Big consumer discounts could come around by the end of the year for Kiwis, says economist Cameron Bagrie.
New Zealand has, since 2021, been grappling with inflationary pressure, but Bagrie said businesses were starting to struggle with demand.
"People are just not walking through the door and actually buying your stuff... and that's a different dynamic," he told AM on Tuesday.
"We're now starting to see the job losses; we're starting to see... big pressure on profits and, when you start to see those things come together, guess what?
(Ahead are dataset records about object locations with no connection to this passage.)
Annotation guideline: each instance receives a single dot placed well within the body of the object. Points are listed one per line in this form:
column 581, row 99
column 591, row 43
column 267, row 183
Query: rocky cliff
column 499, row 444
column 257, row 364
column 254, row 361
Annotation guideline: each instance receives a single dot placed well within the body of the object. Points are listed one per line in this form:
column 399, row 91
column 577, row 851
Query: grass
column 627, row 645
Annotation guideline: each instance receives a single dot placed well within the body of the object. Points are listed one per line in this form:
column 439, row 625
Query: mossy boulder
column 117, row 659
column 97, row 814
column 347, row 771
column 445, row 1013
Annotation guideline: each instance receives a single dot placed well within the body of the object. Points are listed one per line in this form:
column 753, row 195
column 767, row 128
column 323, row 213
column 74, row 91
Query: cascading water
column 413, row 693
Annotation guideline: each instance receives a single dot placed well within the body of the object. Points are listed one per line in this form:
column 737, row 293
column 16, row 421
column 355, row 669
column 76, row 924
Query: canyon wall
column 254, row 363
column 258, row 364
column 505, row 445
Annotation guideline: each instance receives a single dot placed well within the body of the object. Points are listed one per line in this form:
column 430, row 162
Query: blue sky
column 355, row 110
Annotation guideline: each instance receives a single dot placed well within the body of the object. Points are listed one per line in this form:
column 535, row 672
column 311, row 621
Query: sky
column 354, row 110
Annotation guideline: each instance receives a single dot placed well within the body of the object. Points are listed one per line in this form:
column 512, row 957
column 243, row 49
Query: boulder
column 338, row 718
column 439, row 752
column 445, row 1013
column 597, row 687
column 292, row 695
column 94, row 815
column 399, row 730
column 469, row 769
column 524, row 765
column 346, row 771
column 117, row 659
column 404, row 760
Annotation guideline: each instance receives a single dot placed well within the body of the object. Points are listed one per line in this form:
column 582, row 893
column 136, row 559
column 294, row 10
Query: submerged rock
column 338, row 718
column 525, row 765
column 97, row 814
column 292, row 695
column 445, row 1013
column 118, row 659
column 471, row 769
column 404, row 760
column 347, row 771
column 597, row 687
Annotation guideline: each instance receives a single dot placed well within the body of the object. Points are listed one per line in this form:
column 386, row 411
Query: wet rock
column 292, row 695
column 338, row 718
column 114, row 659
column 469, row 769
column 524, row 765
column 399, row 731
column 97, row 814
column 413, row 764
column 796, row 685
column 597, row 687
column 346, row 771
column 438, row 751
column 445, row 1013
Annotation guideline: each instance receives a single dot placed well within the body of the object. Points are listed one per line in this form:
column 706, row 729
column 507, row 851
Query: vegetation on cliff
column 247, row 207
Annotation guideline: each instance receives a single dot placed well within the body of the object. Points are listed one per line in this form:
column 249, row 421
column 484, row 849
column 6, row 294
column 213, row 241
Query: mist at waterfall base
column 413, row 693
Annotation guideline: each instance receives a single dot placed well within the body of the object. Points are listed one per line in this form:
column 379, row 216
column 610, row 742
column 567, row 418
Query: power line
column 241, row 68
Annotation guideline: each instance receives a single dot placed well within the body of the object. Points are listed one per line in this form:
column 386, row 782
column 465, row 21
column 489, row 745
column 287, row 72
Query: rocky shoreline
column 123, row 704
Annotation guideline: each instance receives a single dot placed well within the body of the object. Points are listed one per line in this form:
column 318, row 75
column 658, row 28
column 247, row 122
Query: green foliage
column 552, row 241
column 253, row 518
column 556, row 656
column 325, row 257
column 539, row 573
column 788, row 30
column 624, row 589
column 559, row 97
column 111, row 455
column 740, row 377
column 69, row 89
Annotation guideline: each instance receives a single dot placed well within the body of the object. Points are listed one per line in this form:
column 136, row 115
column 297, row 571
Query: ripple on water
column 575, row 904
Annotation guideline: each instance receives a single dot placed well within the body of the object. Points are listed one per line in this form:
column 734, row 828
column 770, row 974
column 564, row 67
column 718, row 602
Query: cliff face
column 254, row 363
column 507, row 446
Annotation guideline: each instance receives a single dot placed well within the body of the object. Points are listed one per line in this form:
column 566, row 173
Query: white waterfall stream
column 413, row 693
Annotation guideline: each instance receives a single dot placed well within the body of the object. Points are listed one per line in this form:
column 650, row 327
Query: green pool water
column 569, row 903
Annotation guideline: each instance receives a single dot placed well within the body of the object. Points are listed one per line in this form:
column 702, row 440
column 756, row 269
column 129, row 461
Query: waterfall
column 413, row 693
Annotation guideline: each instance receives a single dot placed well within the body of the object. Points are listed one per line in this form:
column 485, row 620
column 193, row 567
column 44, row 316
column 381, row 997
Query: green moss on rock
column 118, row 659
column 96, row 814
You can't pass on price increases - and that's a story for the back half of this year when you're going to see discounting."
While domestic inflation in New Zealand remained elevated, Bagrie said the "disinflation" process would continue throughout the year.
He said that would result in business being "sharper with the pen".
"But what we're also seeing... there are a whole lot of areas that are non-economically sensitive - these are things such as rates, insurance [and] energy - they're still pushing up," Bagrie noted.
"So, we're seeing a real big clash between the economically sensitive parts of the economy - your construction [and] your retailing and they're going to start to discount - versus those non-economically sensitive parts which are still going to add a bit to the inflation process."
Bagrie's comments come ahead of gross domestic product (GDP) figures being released on Thursday, expected to show flat or negative economic growth for the March quarter.
"The real number to keep an eye on is GDP per capita... and that's likely to be down about 3 percent on a year ago," Bagrie added. "That's a very big contraction per-head."